India’s business titans are facing a worrying new development: in recent weeks, shadow lenders have been cutting them off from a key financing channel.
Company founders have long fueled dreams to expand their business empires with loans they get by pledging stakes in their firms. But recent scares have prompted at least two major shadow banks to turn off the faucet in the past month, the longest dry spell in six years, people familiar with the matter say.
Observers say the amount of such share-pledged loans, currently at about 1 trillion rupees ($14 billion), will shrink further, raising risks of a broader fallout. Business chiefs around the world including Elon Musk at Tesla Inc. and Larry Ellison at Oracle Corp. have used their shares to access cash for personal ventures. In China, the practice has led to margin call-induced stock routs and lenders fighting in courts to reclaim funds in the case of defaults.
The twist in India is that founders have relied on such funds to bankroll risky attempts to build business groups into bigger conglomerates, often with forays into real estate. They may be forced to refinance through more expensive channels if the pledged-share loan market keeps contracting. Such strains would hurt India’s credit market, still jittery aftershock defaults by the IL&FS group last year.
What Spooked Indian Lenders?
The matter came to a head last month with these cases:
Lenders sold shares in tycoon Anil Ambani’s companies after the value of collateral plummeted. The billionaire’s conglomerate called the sales “illegal, motivated and wholly unjustified,” and filed a suit against one of the lenders.
Media tycoon Subhash Chandra’s Essel Group signed a pact with its lenders last month that prevents them from selling shares of the group’s listed firms until Sept. 30. Lenders won’t classify the group’s borrowings secured by shares as bad debts even if the stock prices fall, according to the pact.
Offering stock as collateral for loans can be an easy way to obtain cash in good times when stock prices are rising. But when shares fall, and lenders seek additional collateral to cover the declines, owners who have most of their wealth tied up in their companies may not be able to meet those calls.
How Bad is the Situation?
Two lenders who frequently extended loans to founders backed by pledged shares haven’t done any for at least the last month, according to people with knowledge of the matter, who asked not to be identified because the details are private.

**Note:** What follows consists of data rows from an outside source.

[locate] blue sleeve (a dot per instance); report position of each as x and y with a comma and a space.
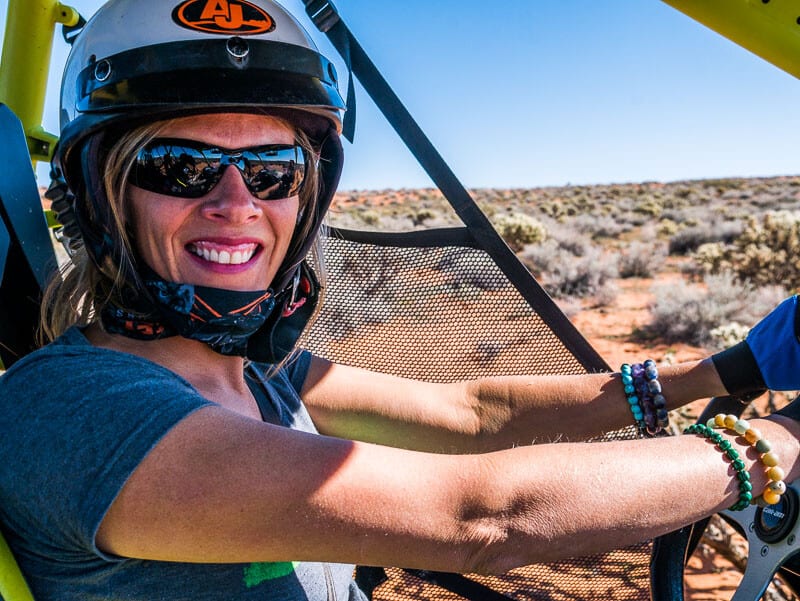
77, 423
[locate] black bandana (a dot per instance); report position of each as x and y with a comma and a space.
236, 323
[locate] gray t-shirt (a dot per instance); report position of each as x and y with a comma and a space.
76, 421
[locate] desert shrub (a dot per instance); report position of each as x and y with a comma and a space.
667, 227
563, 274
602, 226
422, 215
519, 229
690, 239
641, 260
728, 334
766, 253
370, 216
689, 314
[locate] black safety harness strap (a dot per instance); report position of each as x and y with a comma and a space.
327, 19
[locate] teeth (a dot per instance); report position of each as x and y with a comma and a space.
224, 257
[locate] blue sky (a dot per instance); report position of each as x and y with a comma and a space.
525, 93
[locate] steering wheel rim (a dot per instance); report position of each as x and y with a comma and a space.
773, 536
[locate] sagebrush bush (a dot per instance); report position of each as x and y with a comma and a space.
641, 260
519, 229
563, 274
689, 239
766, 253
689, 314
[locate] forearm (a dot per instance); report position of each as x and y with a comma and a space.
515, 411
590, 498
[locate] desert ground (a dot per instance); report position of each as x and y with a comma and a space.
671, 271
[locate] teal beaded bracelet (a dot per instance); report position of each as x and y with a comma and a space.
630, 394
742, 475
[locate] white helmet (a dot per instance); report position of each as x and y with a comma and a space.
158, 58
137, 61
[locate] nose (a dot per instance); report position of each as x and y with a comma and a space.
230, 200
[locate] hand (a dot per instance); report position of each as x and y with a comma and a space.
769, 357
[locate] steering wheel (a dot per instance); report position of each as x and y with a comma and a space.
772, 533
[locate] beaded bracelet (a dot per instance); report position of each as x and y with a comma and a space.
659, 402
643, 391
776, 486
626, 371
742, 475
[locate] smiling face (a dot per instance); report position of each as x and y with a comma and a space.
228, 238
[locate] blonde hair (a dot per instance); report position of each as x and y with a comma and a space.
77, 294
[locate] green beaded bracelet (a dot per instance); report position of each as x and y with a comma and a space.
742, 475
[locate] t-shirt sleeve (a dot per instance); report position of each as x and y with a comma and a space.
76, 425
297, 370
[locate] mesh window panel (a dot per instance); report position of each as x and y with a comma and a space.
446, 313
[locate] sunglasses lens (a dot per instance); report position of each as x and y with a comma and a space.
275, 173
176, 169
186, 170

The last time they went so long without doing such loans was in 2013, they said.
The total outstanding amount of such share-pledged loans has dropped 20 per cent from a year ago to Rs 1 trillion, according to Edelweiss Financial Services. It’s set to shrink another 30-40 per cent in the coming year, said Ajay Manglunia, head of fixed-income at the firm.
Brickwork Ratings India, which rates more such debt than any other local firm, has also seen requests for such credit reviews dry up over the last month.
If the funding channel keeps drying up, one silver lining could be less damage from margin calls. There’s currently still a lot at stake. Founders at 820 companies have pledged Rs 2.3 trillion of shares as collateral against their borrowings, according to the latest data.
“I hope founders of Indian firms learn a lesson from this and only look to this mode of raising funds as a last resort as it has implicit risk,” said Manish Sonthalia, chief investment officer of portfolio management services at Motilal Oswal Asset Management Co. in Mumbai.